另一習知的降壓變換器,係由開關控制通過一電感器的電流,當開關導通時,電感器的電流增加並產生抵抗輸入電壓之電動勢,使輸出電壓降低;當開關斷路,電感器的電流下降並等同電源提供輸出電壓。惟,習知的降壓變換器的降壓倍率有限,為達成高降壓的需求,需串接使用二個以上的降壓變換器,而過程中的能量損失累積,降低整體轉換率。Another conventional buck converter is a switch that controls the current through an inductor. When the switch is turned on, the current of the inductor increases and generates an electromotive force that resists the input voltage, causing the output voltage to decrease; when the switch is open, the inductor is turned on. The current drops and is equivalent to the power supply providing the output voltage. However, the conventional buck converter has a limited step-down rate. To achieve high buck demand, more than two buck converters need to be used in series, and the energy loss in the process is accumulated to reduce the overall conversion rate.
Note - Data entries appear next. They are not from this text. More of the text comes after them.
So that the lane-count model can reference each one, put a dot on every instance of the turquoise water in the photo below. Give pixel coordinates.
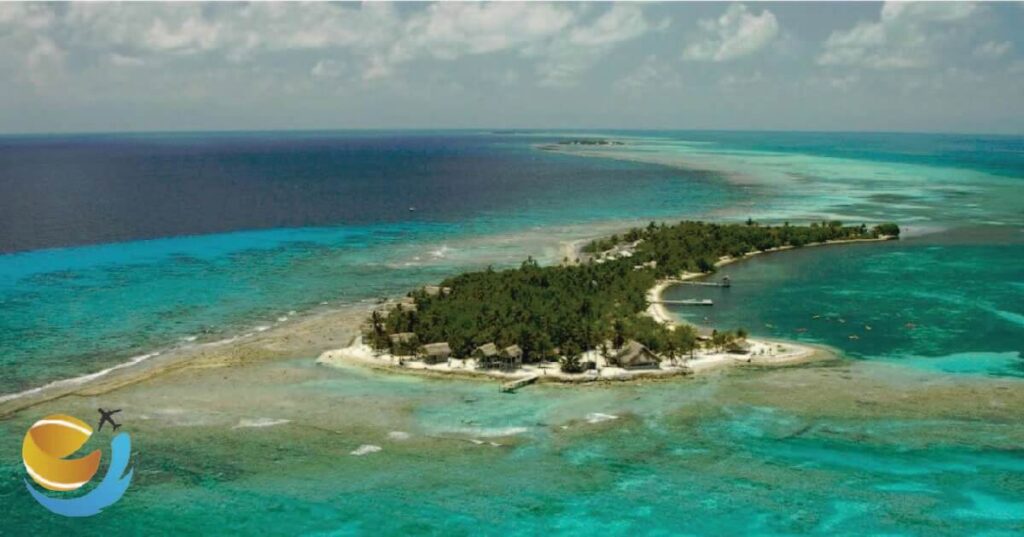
(720, 456)
(948, 301)
(915, 432)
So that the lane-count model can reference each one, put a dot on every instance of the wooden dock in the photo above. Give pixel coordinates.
(690, 301)
(705, 284)
(511, 386)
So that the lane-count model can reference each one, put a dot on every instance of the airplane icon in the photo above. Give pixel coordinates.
(105, 417)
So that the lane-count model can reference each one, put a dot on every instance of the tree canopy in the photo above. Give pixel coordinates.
(564, 310)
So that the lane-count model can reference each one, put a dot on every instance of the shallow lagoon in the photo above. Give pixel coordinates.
(918, 431)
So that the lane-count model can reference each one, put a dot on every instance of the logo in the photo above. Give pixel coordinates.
(48, 444)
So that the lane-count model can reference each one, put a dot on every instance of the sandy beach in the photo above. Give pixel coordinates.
(331, 335)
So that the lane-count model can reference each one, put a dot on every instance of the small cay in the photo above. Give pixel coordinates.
(599, 317)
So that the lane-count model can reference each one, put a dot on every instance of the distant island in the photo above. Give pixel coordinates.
(590, 141)
(594, 317)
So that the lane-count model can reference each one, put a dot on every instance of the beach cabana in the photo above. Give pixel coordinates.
(738, 346)
(435, 353)
(511, 357)
(635, 356)
(486, 355)
(434, 290)
(402, 342)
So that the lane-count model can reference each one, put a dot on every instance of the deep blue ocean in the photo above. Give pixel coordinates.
(118, 245)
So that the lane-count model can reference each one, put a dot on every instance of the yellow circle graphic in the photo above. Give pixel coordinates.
(48, 442)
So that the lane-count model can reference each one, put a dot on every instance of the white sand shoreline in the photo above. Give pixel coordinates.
(762, 352)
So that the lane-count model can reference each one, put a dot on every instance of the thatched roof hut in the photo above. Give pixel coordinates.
(512, 352)
(434, 353)
(485, 350)
(434, 290)
(402, 337)
(738, 346)
(635, 356)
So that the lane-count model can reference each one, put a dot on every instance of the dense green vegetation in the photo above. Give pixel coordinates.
(562, 311)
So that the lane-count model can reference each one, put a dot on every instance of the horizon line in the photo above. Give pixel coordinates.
(491, 129)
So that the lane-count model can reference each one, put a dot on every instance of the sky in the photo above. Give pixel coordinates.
(156, 67)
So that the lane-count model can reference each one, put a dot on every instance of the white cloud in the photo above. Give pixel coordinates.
(735, 34)
(45, 63)
(651, 75)
(906, 36)
(376, 39)
(328, 69)
(992, 50)
(564, 59)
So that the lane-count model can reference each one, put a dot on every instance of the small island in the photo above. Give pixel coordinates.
(598, 317)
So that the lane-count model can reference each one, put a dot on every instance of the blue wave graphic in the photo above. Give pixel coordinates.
(115, 484)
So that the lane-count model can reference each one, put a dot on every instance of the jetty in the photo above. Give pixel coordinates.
(724, 283)
(511, 386)
(688, 301)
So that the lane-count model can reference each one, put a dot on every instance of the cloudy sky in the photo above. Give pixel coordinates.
(904, 67)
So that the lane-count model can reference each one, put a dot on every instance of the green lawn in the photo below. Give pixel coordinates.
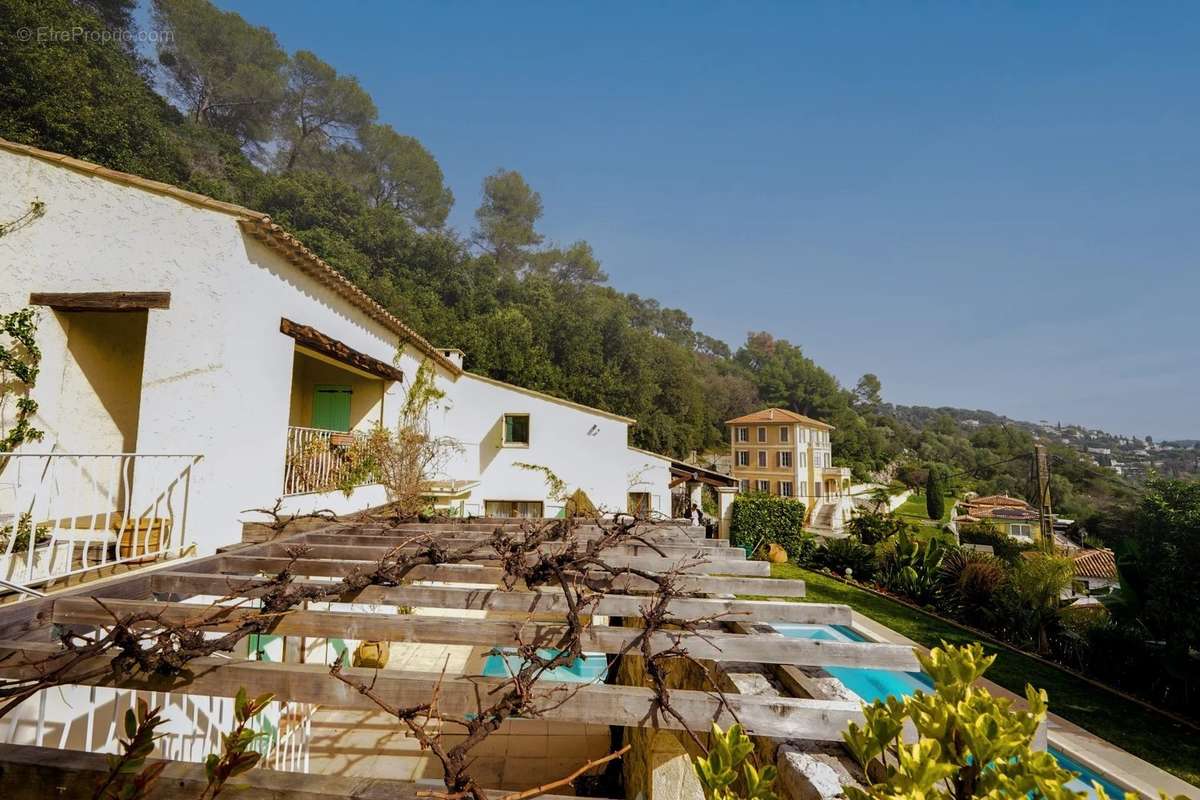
(913, 509)
(1144, 733)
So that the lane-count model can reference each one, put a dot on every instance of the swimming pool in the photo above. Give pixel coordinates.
(591, 668)
(876, 684)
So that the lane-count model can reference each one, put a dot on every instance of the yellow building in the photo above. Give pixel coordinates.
(781, 452)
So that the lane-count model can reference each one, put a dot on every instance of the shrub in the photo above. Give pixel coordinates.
(935, 494)
(969, 583)
(839, 554)
(969, 743)
(580, 505)
(761, 519)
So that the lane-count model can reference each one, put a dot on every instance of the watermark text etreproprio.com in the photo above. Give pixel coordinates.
(78, 34)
有鑑於此,習知的降壓轉換器確實仍有加以改善之必要。In view of this, the conventional buck converter does have the need to improve.
為解決上述問題,本發明提供一種隔離式高降壓轉換器,適用直流電轉換,且採用低匝數比,可有效達成高降壓及高整體轉換率。In order to solve the above problems, the present invention provides an isolated high buck converter suitable for DC power conversion, and adopts a low turns ratio, which can effectively achieve high buck and high overall conversion rate.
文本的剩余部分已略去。